Lured by the sound of that voice, Tate wandered out to the front of the stairs. “Anything else?”
“There are some potatoes around somewhere. You could try to find them and peel them.”
“Do I get any clues?”
“About what?”
“Where they might be.”
“They might be in the refrigerator,” she suggested, as Tate started toward the kitchen again. “Wait. No. I think I put them in the pantry.” He paused and waited. “On second thought, try under the sink.”
He rolled his eyes heavenward and sighed. “Are the potatoes important?”
“Of course. I’m making a stew. It probably won’t be very good, though. It should have been simmering for the last hour.”
“What happened? Did you get held up at the shop?”
“N
o. I got home right on time, but there was this rainbow….” Her voice trailed off as Tate groaned and returned to the kitchen, reminding himself for the fiftieth time since yesterday that this woman was obviously not his type.
“So, why are you here, McAndrews?” he muttered under his breath. His pulse speeded up as an image of her scantily clad body flitted through his mind. He scowled. “That’s a lousy answer.”
He yanked open the refrigerator door and looked for the potatoes. He tried the pantry next, then checked the cabinet under the sink. He gave up, then accidentally found them when he opened the back door to let Lancelot out. They were sitting on the steps. He shrugged resignedly. “It’s as good a place as any, I suppose.”

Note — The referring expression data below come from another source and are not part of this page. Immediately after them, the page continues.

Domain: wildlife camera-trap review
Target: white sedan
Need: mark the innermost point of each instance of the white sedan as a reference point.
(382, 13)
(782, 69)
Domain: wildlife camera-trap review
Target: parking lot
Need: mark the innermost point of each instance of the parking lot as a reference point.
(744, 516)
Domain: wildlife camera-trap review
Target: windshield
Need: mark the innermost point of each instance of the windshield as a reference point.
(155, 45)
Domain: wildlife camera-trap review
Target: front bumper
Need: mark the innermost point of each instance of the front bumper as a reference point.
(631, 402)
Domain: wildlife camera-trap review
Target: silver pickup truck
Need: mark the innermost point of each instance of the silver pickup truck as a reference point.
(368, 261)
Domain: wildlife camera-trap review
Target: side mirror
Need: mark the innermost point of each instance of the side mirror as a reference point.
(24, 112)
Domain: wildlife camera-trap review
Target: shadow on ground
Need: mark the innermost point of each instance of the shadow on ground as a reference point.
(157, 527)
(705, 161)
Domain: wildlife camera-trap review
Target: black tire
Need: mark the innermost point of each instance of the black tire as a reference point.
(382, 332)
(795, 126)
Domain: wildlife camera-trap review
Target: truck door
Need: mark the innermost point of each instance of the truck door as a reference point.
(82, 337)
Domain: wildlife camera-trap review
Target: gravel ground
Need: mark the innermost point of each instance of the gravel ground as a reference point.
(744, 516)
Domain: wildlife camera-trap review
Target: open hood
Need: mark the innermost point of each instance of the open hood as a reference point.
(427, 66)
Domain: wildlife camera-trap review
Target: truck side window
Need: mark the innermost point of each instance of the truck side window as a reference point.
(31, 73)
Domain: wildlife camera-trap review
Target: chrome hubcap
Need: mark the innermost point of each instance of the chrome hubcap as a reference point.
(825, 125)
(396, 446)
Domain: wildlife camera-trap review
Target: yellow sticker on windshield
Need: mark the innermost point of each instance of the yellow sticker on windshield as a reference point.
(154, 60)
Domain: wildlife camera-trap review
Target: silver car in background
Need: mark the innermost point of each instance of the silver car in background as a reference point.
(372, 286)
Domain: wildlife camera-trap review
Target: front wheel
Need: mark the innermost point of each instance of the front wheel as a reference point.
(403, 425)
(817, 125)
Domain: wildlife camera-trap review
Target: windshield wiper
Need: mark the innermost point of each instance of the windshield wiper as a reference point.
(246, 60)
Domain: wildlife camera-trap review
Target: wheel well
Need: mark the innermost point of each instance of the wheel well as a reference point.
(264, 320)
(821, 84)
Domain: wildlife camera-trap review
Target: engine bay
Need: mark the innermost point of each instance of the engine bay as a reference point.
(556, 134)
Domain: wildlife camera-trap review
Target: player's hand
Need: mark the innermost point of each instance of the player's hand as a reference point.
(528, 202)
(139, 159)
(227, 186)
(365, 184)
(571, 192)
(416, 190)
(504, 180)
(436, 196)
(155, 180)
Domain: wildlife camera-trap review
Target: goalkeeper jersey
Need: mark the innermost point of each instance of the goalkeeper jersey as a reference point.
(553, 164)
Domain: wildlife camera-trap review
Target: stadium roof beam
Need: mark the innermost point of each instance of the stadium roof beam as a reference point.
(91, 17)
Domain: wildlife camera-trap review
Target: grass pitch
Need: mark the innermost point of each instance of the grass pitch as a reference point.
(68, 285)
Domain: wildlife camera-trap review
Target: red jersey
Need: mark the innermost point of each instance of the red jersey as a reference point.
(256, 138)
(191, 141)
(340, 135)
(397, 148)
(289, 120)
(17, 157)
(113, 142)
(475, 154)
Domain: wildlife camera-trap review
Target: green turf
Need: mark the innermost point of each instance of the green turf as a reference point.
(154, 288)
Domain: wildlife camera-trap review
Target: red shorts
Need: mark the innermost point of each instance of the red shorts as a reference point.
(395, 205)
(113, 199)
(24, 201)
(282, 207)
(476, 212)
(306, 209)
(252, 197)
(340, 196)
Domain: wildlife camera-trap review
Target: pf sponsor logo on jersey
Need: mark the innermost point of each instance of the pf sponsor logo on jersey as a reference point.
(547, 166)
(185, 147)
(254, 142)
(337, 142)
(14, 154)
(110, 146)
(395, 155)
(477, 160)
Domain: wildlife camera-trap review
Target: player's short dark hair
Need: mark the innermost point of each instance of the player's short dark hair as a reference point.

By the time Victoria finally got downstairs, he had finished with the carrots and peeled the potatoes. The finished product didn’t look quite right to him, but what did he know about peeling things? Apparently not much, judging from the quirk of amusement that tilted Victoria’s soft, coral lips when she saw them. His earlier desire to sweep her straight into his arms returned with a nearly uncontrollable urgency, startling him into a subdued silence as he simply stared at her.
“You don’t spend a lot of time in the kitchen, do you?” she said dryly, as she unceremoniously plopped his efforts into a huge pot, added some water, onions and already browned beef that she’d plucked from the refrigerator. Then she liberally sprinkled dibs and dabs of various spices over the top, her brow puckered in concentration.
“It shows?”
“It shows,” she confirmed, glancing over at him. “Who fixes your meals for you?”
“I go out a lot.”
“What about breakfast? Are you any better at that?”
“Not much.”
“Then what…?” Her voice trailed off as he began to grin. “Never mind.”
“I eat cereal,” he informed her, as her cheeks turned decidedly pink. “At home.”
“Oh,” she said softly, an unfortunate tone of relief in her voice. He was still grinning…openly chuckling, in fact.
For the first time since he’d arrived, Victoria took a really good look at Tate. He was wearing the same shirt and suit pants he’d had on this morning. Even his tie was right in place, and his shoes had been polished to a high gloss without a trace left of this morning’s muddy excursion around her barn. He had rolled up his sleeves to attack the potatoes and carrots, but that was the only concession to comfort he’d made.